CNN's social media accounts compromised by Syrian Electronic Army
On Thursday, the Syrian Electronic Army (SEA) took claim on Twitter for compromising a variety of social media websites belonging to CNN and using the accounts to post messages blasting the popular news network's reporting.
The impacted accounts include CNN's primary Facebook, the CNN Politics Facebook, and the Twitter pages for CNN and CNN's Security Clearance, as well as blogs for Political Ticker, The Lead, Security Clearance, The Situation Room and Crossfire, according to a Friday CNN report.
The messages were removed within minutes and the accounts have been secured, according to the report, but “Stop lying” and “All your reports are fake!” were two comments the hacktivist group is said to have posted from the primary CNN Twitter account.
From its own twitter account – @Official_SEA16 – the pro-Assad group posted on Thursday, “Tonight, the #SEA decided to retaliate against #CNN's viciously lying reporting aimed at prolonging the suffering in #Syria.”
The SEA began gaining prominence throughout 2013 for using sophisticated phishing schemes to take over social media and other web-based accounts, including those belonging to The New York Times, The Washington Post and Time.
“We know that the SEA's typical modus operandi is to gain access to accounts by conducting email based social engineering that lures the email recipient to a website that effectively recreates the look and feel of a legitimate site asking for the user's login credentials,” Scott Greaux, vice president of PhishMe, wrote in a Thursday email to SCMagazine.com
These types of targeted attacks are particularly difficult to detect because the SEA typically does not use malware, Greaux explained, adding that this kind of social engineering would never succeed if employees were properly trained to spot malicious emails.

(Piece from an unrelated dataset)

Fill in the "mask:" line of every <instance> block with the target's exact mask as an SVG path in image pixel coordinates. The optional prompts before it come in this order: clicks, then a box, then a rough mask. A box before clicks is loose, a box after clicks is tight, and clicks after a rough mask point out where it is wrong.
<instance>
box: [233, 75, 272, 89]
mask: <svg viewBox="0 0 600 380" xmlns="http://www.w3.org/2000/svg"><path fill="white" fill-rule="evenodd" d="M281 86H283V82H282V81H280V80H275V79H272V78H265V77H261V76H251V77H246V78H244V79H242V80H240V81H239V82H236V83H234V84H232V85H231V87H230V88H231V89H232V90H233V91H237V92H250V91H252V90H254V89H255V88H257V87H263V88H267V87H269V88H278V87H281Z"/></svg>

“If an email purporting to be from the IT department asks them for login information, they should first ask themselves if the IT department typically solicits that information through an email,” according to Greaux. “Employees should also be trained to examine URLs in an email, and avoid clicking on links that take them to an unknown domain.”
The SEA recently compromised social media accounts belonging to Microsoft and accused the computer corporation of monitoring user accounts – including Hotmail and Outlook – and selling the information to governments.